In a LinkedIn post, General Mills’ chief digital and technology officer, Jaime Montemayor, outlined a visit with the developers testing the tool at a General Mills’ center. Montemayor said that the MillsChat tool is designed to help “employees foster creativity” and discover “newfound efficiencies that come from having an AI assistant.” 

According to Montemayor’s statement, the tool is also intended to streamline workflows, enhance collaboration, and boost innovation across various departments. While it remains to be seen exactly how the company will put MillsChat to use, General Mills’ leadership has expressed interest in applying generative AI for practical use cases as a cost and time-saving tool. 

Talking at CES last month, Doug Martin, chief brand and disruptive growth officer of General Mills outlined this approach: We’re focused on how do we leverage [AI] to improve some cost efficiencies, including some unsexy things? Like we literally have 6,000 different images of boats in a vast digital content library. … How do we leverage tools that enable our people to find the things we have right now so we can skip some time, skip some expense, and get to invest in maybe a different partnership.” 

General Mills was one of the earlier adopters of AI-driven assistants. Last year, Cereal Partners Worldwide (CPW) – the company’s joint venture with Nestle – announced plans to tap OpenAI’s GPT-4 language model for consumer goods business intelligence discovery. Leveraging AnswerRocket’s Max assistant, the two CG giants hoped to enhance access to insights from their own data at their over 50 brands. 

Broader AI Adoption 

Other brands and retailers have been swift to adopt generative AI chatbots and co-pilots, both for external and internal use.
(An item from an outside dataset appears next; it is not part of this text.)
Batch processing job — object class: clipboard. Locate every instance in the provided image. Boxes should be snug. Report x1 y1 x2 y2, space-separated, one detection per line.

Last week, Amazon announced it would be rolling out a new artificial intelligence assistant for shopping called Rufus.

Last year, meat company Johnsonville implemented a knowledge assistant platform to help associates access insights across the enterprise, while Kraft Heinz says it is building an internal generative AI app, known as KraftGPT, for employees to obtain quick insights into things like product sales.

On the consumer-facing side, Walmart rolled out a similar search technology at CES in January, allowing iOS users to search by specific use cases.